- Directed by: Rajesh Dondapati
- Story by: Rajesh Dondapati
- Produced by: Petla Krishna Murthy, Petla Venkata Subbamma, PNK Sreelatha
- Starring: Rishwi Thimmaraju; Vismaya Sri; Vinay Mahadev;
- Cinematography: Sk Rafi
- Edited by: Sai Babu Talari
- Music by: Sabu Varghese
- Production companies: Sri Tejas Productions Goal den Media
- Release date: 4 August 2023;
- Running time: 131 minutes
- Country: India
- Language: Telugu

= Krishna Gadu Ante Oka Range =

2023 Indian Telugu film

Krishna Gadu Ante Oka Range is an Indian Telugu romance drama film written and directed by Rajesh Dondapati. It was produced by Petla Krishna Murthy, Petla Venkata Subbamma and PNK Sreelatha under Sri Tejas Productions. It stars Rishwi Thimmaraju, Vismaya Sri and Vinay Mahadev in lead roles.

==Plot==
Krishna (Rishwi) loses his father in his childhood. He works hard to look after his widowed mother. Krishna’s primary objective in life is to build a house, which is also the goal of his deceased father. He meets Satya (Vismaya) at a function, and both fall for each other within no time. Their relationship runs into trouble due to Daya (Raghu), a local goon and a pervert. The goon also wants to marry Satya, and hence Krishna gets into a tussle with him. What happens later? Did Krishna marry Satya? Did he achieve his goal? This forms part of the rest of the story.

==Cast==

- Rishwi Thimmaraju as Krishna
- Vismaya Sri as Satya
- Vinay Mahadev as Deva

==Soundtrack==

The soundtrack and background score were composed by Sabu Varghese. Aditya Music acquired the audio rights.
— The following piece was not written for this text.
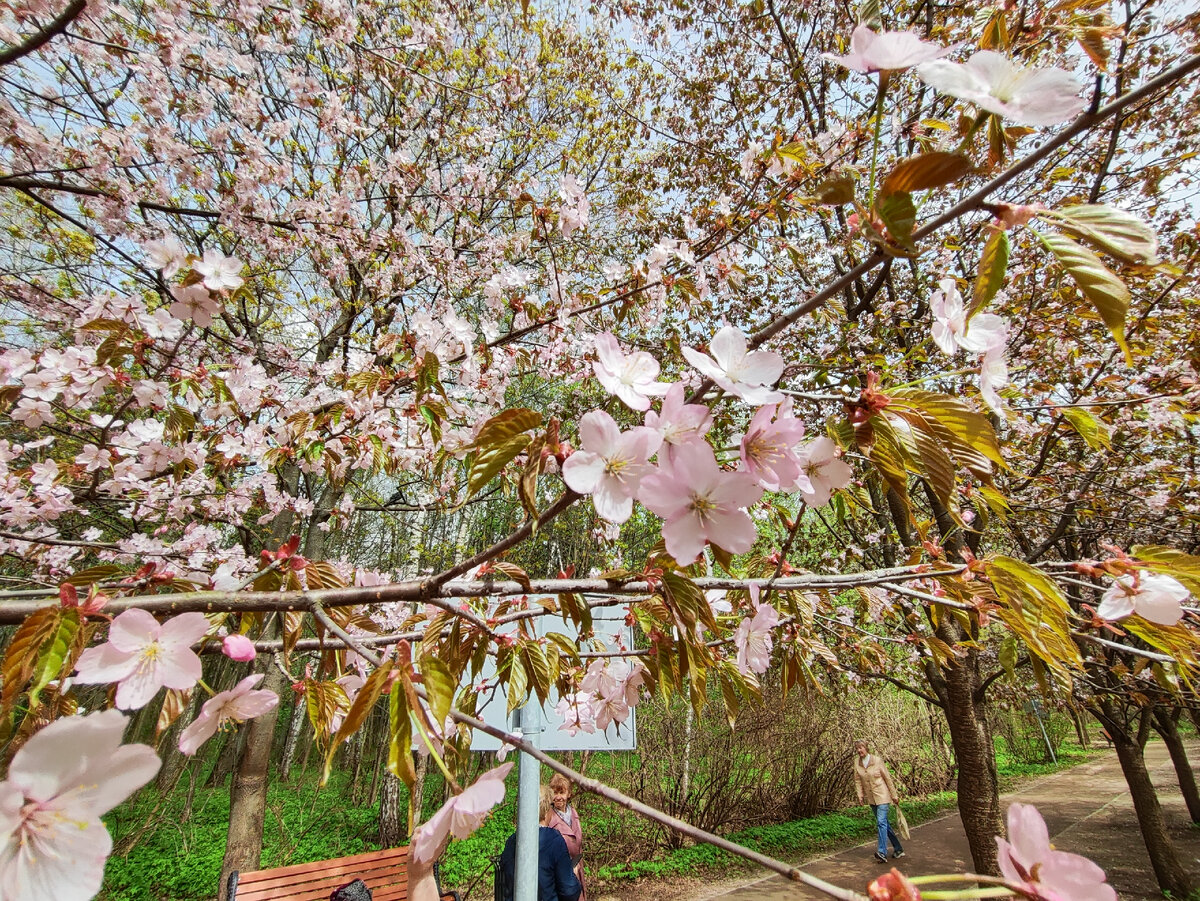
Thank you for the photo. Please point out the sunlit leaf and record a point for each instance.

Krishna Gadu Ante Oka Range track listing
| No. | Title | Lyrics | Singer(s) | Length |
|---|---|---|---|---|
| 1. | "Choodu Choodu" | Varikuppala Yadagiri | Yasaswi Kondepudi, Sahithi Chaganti | 03:54 |
| 2. | "Gala Gala Paare" | Varikuppala Yadagiri | Saketh | 02:36 |
| 3. | "Simantha Subhavela" | Varikuppala Yadagiri | Aditi Bhavaraju | 02:40 |
| 4. | "Egirene" | Varikuppala Yadagiri | J A Jayanth, Shruthika Samudhrala | 01:55 |
| 5. | "Kalalanne Kalathai Karige Version 1" | Varikuppala Yadagiri | Deepu | 02:37 |
| 6. | "Kalalanne Kalathai Karige Version 2" | Varikuppala Yadagiri | Deepu | 02:52 |
| Total length: |  |  |  | 15:14 |

==Release==
=== Theatrical ===
The film had a theatrical release on 4 August 2023.

=== Home media ===
The digital streaming rights to the film were acquired by Aha. The film was premiered from 23 October 2023.

==Reception==
Avad Mohammad of OTT Play gave the film 1.5/5 stars and wrote “Krishna Gadu Ante Oka Range” is a romantic village drama with a familiar storyline. While it includes a few emotional moments, the film does not introduce new elements and relies on conventional themes throughout.